Going forward, a study similar to phase 2 was conducted in phase 3, but in a portfolio-related context. This phase introduces a novel approach to portfolio optimization using IDEA. The study uses a combination of a DDF-DEA and a novel IDEA method to assess the efficiency and volatility reduction of industry-based portfolios, where each industry is a combination of several related firms listed on the TWSE. The empirical analysis shows that only 7 of 20 industry-based portfolios were underperforming. The methodology calculates the potential and maximum reduction in the volatility of all underperforming portfolios. Additionally, for the first time in the literature, the phase proposed a net-zero volatility risk initiative for investors and analysts to keep track of their portfolios efficiently at all times. This work holds potential utility for investors and fund managers seeking to enhance the performance of their investment portfolios.

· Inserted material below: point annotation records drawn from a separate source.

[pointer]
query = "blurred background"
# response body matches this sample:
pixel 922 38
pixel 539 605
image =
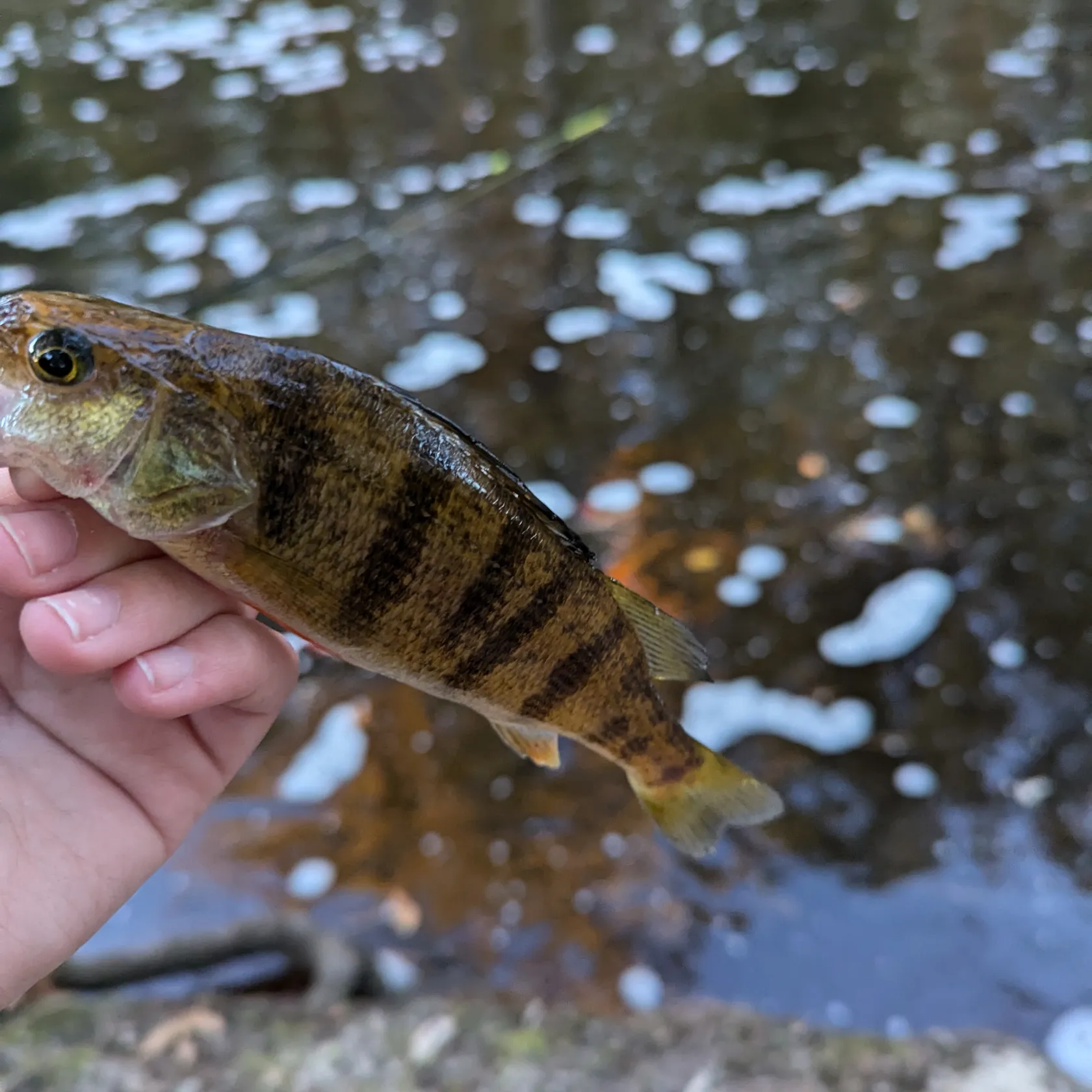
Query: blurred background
pixel 801 342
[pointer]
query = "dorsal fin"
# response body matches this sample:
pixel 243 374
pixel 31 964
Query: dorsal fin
pixel 672 651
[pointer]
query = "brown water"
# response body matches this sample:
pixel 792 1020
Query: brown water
pixel 863 907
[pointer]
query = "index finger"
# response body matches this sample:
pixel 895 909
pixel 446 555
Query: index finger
pixel 19 484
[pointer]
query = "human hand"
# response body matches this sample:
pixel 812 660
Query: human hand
pixel 130 694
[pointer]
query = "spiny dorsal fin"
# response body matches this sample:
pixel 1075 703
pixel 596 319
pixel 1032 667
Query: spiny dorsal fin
pixel 673 652
pixel 536 744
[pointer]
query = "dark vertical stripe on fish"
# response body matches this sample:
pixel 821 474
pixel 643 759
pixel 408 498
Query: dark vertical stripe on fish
pixel 571 674
pixel 385 575
pixel 485 594
pixel 297 441
pixel 512 634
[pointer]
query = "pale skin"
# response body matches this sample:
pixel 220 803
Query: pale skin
pixel 130 694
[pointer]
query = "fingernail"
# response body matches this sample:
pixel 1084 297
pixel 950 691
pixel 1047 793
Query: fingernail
pixel 88 612
pixel 166 668
pixel 45 536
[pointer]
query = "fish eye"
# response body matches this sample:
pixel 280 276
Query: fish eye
pixel 61 356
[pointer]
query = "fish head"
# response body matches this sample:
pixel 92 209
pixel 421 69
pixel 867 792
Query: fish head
pixel 107 403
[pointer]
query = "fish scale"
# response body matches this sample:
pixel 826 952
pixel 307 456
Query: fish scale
pixel 370 525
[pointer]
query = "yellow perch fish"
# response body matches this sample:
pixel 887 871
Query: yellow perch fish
pixel 366 523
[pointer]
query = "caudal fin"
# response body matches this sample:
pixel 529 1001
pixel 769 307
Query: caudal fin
pixel 695 811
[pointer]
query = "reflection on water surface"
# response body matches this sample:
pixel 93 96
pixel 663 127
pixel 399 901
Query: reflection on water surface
pixel 801 343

The last phase explores the application of a Transformer model, enhanced with a Tree-structured Parzen Estimator (TPE) for hyperparameter optimization, in predicting stock market indices. The phase focuses on the prediction of three major global stock indices: the S&P 500, Financial Times Stock Exchange 100 (FTSE 100), and Hang Seng Index (HSI), using deep learning techniques. This is a notable advancement from conventional forecasting techniques by incorporating a cutting-edge Transformer model, which is widely recognized for its achievements in natural language processing (NLP), into the field of financial forecasting. The work relies on the innovative use of the Transformer model, which employs self-attention mechanisms to effectively deal with complex and non-linear financial time series features, surpassing traditional recurrent neural network (RNN) and its variants, long short-term memory (LSTM) and gated recurrent units (GRU). The study showcases the model’s proficiency in extracting relevant features from structured financial data, in contrast to prior research that predominantly concentrated on unstructured data such as social media sentiment. An essential aspect of this phase is applying a straightforward trading strategy that relies on the model’s predictions, demonstrating the approach’s practical monetary implications and possible investment gains.

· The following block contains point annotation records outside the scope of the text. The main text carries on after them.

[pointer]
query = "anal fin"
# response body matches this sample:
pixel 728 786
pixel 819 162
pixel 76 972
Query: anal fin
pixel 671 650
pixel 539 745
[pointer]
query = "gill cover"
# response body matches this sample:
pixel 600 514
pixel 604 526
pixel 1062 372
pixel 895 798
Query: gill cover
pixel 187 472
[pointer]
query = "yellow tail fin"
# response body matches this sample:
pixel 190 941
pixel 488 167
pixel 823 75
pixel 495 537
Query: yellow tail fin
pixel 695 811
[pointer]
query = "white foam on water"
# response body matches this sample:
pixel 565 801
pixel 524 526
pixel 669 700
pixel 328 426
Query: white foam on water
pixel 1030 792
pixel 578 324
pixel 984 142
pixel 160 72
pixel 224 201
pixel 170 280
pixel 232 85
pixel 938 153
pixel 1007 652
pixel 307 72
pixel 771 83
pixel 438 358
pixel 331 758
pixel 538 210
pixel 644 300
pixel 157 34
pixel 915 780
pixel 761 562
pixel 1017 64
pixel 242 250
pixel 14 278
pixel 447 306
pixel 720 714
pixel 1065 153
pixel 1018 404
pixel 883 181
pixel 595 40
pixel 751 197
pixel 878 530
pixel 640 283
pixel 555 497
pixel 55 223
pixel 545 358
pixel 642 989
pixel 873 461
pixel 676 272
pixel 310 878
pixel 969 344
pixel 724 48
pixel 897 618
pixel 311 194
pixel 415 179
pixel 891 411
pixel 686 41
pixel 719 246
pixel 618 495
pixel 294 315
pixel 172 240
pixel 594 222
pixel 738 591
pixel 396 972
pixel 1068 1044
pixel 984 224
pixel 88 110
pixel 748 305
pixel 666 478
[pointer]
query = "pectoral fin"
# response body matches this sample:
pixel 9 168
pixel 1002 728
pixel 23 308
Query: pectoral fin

To summarize, this thesis introduces a thorough and original framework that integrates DEA, IDEA, and machine learning methods to improve stock portfolio management. The proposed frameworks offer resilient and adaptable strategies for investors and analysts, considering the uncertain and external disturbances encountered by stock markets, such as economic recessions, pandemics, and political instability. This framework provides significant insights for investors, analysts, and decision-makers in navigating the complicated and constantly changing stock market landscape by overcoming the limits of traditional methodologies and utilizing data-driven algorithms. This research holds great value for investors, managers, regulators, and scholars interested in assessing the efficiency of financial markets.